Methyl bromide is highly toxic to those who apply it. Colorless, odorless and instantly absorbed in the lungs, the fumigant is responsible for more than 1,000 documented pesticide poisonings in the United States since 1932. It is a neurotoxin that causes seizures, vomiting, tremors, slurred speech and pulmonary edema. A recent study of more than 55,000 U.S. farmers found that methyl bromide is associated with cases of prostate cancer — those with the most exposure had triple the risk.
Methyl bromide also destroys more ozone than chlorofluorocarbons. Its use was scheduled to be phased out in the United States by 2005. However, the United States requested permission from the United Nations to use more methyl bromide in 2005 than in 2003 — that’s more of a phase-in than a phase-out. Florida uses almost half the methyl bromide applied to U.S. fields.
So, our tomato-buying habits can subsidize an industry desperately lobbying for the right to use a chemical that destroys the part of the atmosphere that protects us from sunburn and skin cancer. As a mother who struggles mightily to limit my childrens’ exposure to sun, I would like the pizza sauce I feed them to be in line with my efforts to keep their hats on at the beach.
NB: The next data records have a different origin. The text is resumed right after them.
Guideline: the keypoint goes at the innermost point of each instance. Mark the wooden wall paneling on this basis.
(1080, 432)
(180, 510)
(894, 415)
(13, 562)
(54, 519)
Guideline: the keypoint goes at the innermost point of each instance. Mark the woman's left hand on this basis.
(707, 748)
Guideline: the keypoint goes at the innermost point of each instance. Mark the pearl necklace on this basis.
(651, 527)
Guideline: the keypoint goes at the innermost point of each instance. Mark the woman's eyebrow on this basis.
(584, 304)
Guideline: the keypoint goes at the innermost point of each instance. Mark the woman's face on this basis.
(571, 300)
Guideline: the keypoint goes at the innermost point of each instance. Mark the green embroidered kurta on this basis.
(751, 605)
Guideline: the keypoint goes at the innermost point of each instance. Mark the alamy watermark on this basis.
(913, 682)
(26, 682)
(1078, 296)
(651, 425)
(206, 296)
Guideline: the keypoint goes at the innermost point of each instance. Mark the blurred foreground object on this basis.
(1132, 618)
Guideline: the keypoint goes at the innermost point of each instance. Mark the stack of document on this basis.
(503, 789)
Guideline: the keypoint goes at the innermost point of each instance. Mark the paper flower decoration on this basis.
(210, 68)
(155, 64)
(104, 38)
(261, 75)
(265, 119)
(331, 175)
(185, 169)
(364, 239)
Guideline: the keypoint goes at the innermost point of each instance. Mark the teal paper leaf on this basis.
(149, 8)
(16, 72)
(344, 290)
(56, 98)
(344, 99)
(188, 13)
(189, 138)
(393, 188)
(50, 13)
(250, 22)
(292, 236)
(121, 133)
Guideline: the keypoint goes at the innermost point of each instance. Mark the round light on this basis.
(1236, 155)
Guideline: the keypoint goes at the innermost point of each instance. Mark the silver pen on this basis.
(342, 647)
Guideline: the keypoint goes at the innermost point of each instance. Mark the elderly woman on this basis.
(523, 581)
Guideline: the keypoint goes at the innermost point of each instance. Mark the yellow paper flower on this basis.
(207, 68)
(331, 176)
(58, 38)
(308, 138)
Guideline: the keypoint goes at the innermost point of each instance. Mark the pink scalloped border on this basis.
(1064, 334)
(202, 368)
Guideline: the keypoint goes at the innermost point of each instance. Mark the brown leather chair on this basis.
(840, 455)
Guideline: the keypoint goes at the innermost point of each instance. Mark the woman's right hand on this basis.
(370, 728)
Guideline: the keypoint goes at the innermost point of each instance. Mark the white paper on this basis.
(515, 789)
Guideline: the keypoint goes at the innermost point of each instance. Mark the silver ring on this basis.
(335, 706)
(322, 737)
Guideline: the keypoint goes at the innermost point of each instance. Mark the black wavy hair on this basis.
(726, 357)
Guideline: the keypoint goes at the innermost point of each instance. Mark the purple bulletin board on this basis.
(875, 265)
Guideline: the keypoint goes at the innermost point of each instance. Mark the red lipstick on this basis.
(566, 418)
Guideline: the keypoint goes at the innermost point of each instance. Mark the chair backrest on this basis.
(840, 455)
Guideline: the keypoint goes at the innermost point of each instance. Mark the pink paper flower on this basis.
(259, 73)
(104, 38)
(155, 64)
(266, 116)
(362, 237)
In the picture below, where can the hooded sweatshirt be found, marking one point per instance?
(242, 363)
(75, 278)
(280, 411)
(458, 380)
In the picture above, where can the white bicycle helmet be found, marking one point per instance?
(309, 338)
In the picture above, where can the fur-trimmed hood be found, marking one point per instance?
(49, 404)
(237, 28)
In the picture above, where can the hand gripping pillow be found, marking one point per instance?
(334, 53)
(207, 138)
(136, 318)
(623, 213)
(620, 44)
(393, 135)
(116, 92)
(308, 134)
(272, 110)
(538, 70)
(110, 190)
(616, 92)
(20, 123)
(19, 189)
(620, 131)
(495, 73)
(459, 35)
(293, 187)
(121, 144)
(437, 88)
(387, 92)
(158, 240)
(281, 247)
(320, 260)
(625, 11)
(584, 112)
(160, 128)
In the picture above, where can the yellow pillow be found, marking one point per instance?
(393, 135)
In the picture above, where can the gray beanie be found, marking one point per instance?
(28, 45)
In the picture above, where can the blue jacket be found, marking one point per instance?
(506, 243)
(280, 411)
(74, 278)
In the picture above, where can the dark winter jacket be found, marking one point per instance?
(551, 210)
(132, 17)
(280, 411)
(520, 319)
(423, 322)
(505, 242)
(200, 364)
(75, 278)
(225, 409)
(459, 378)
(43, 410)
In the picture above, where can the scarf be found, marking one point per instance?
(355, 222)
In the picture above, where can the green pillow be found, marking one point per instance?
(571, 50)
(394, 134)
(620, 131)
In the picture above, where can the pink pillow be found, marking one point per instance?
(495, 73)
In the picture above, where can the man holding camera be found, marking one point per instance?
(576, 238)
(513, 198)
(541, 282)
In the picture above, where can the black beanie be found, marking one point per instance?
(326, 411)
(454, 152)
Charles Wilber, an organic tomato grower in Alabama, appears in the Guinness Book of World Records for the biggest tomato yield on a single tomato plant — 342 pounds! His secrets are mulch and birds. Wilber places birdhouses around his fields and provides birdseed in the winter. The birds, in turn, eat the hornworms on his tomatoes. He uses cardboard collars to keep cutworms off the stalks and plants Austrian peas around his fields to distract aphids. “My methods compete with synthetic fertilizers,” Wilber says.
Cost of conventional tomato paste: $0.50
Cost of organic tomato paste: $0.99
Cost of conventional fresh tomatoes: $1.20
Cost of organic fresh tomatoes: $0.69
Garlic (Allium sativum)
Garlic reproduces by cloning itself; one clove buds off about 12 to 15 more. This is not a lot of bang for the buck, considering that farmers who save their own planting stock must keep 10 percent to 12 percent of their harvest. The miserly asexuality of garlic is one reason for its high price.